NASA plans to float persistence over the surface for one Mars year, which is equivalent to 687 days on Earth.

It has seven main instruments for a wide variety of purposes: Mastcam-Z, Mars Environmental Dynamics Analyzer (MEDA), Mars Oxygen In-Situ Resource Utilization Experiment (MOXIE), Planetary Instrument for X-ray Lithochemistry (PIXL), Radar Imager for Mars’ Subsurface Experiment (RIMFAX), scanning habitable environments with Raman & Luminescence for Organics & Chemicals (SHERLOC) and SuperCam.

The rover also has a sample caching system, which has nine different drill heads and a large number of sample collection tubes to capture bits of the Martian surface for eventual return to Earth.

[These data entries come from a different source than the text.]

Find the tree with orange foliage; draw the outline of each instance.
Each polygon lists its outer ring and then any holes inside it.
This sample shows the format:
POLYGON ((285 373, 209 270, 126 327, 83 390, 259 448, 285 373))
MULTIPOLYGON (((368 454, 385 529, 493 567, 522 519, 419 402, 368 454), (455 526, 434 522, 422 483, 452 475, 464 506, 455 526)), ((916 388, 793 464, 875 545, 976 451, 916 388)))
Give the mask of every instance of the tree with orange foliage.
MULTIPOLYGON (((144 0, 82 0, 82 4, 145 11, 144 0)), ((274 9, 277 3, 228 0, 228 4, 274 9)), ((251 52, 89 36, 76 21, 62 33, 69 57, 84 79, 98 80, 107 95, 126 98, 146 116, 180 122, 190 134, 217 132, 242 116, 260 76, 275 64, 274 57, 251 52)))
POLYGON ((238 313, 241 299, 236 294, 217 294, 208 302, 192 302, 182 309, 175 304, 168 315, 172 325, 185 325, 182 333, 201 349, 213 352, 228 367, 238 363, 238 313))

“Perseverance is the first rover to bring a sample caching system to Mars that will package promising samples for return to Earth on a future mission,” NASA said in a press release. “Rather than pulverizing rock like Curiosity’s drill does, Perseverance’s drill will cut intact rock cores about the size of a piece of chalk and place them in sample tubes that it will store until the rover reaches a suitable deposition site on Mars . “

NASA hopes to return the monster in the future as part of a campaign in partnership with the European Space Agency.

The rover is designed to cover more ground than any other robot previously sent to Mars. NASA designed Perseverance to travel an average of 200 meters per day on Mars, which is close to the longest ride completed at 210 meters previously in a day by NASA’s Opportunity rover.

Aiming for the first flight on another planet

The Perseverance rover, with the Ingenuity helicopter visibly mounted underneath, ready for launch.

NASA / JPL-Caltech

Perseverance also carries the Ingenuity helicopter. A few months after landing, NASA plans to deploy the helicopter from under Perseverance in a flat area. The rover will then drive about 100 meters away to record the escape attempt with the rover’s cameras.

An animation of the Perseverance rover deploying the Ingenuity helicopter.

NASA / JPL-Caltech

If all goes well, Ingenuity’s flight will be the first powered controlled flight on another planet, in what NASA describes as “a Wright Brothers moment” on Mars.

An animation of the Ingenuity helicopter making its maiden flight on Mars.